The marijuana supposedly confiscated from appellant is therefore inadmissible in
evidence for having been taken in violation of his constitutional right against
unreasonable searches and seizures.
People vs. Usana / G.R. No. 129756-58 (Justice Davide Jr.)
Facts:
On the 5th of April 1995 and during a COMELEC gun ban, some law enforcers of the
Makati Police, namely, PO3 Eduardo P. Suba, PO3 Bernabe Nonato, SPO4 Juan de los
Santos, and Inspector Ernesto Guico, were manning a checkpoint at the corner of
Senator Gil Puyat Ave. and the South Luzon Expressway (SLEX). They were checking
the cars going to Pasay City, stopping those they found suspicious, and imposing
merely a running stop on the others. At about past midnight, they stopped a Kia Pride
car with Plate No. TBH 493. PO3 Suba saw a long firearm on the lap of the person
seated at the passenger seat, who was later identified as Virgilio Usana. Upon reaching
the precinct, Nonato turned over the key to the desk officer. Since SPO4 de los Santos
was suspicious of the vehicle, he requested Escao to open the trunk. Escao readily
agreed and opened the trunk himself using his key. They noticed a blue bag inside it,
which they asked Escao to open. The bag contained a parcel wrapped in tape, which,
upon examination by National Bureau of Investigation Forensic Chemist Emilia A.
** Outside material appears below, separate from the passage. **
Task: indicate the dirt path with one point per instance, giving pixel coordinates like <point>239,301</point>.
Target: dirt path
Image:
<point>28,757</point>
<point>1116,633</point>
Rosaldos, was found positive for hashish weighing 3.3143 kilograms. A certification was
issued by the Firearms and Explosive Office of the National Police Commission
(NAPOLCOM) to the effect that Escao was not a licensed/registered firearms holder of
any kind and caliber.
Issue: Whether or not this was an illegal search or seizure
Ruling:
The facts adduced do not constitute a ground for a violation of the constitutional rights
of the accused against illegal search and seizure. Their having been with Escao in the
latters car before the "finding" of the hashish sometime after the lapse of an appreciable
time and without their presence left much to be desired to implicate them to the offense
of selling, distributing, or transporting the prohibited drug. In fact, there was no showing
that Usana and Lopez knew of the presence of hashish in the trunk of the car or that
they saw the same before it was seized.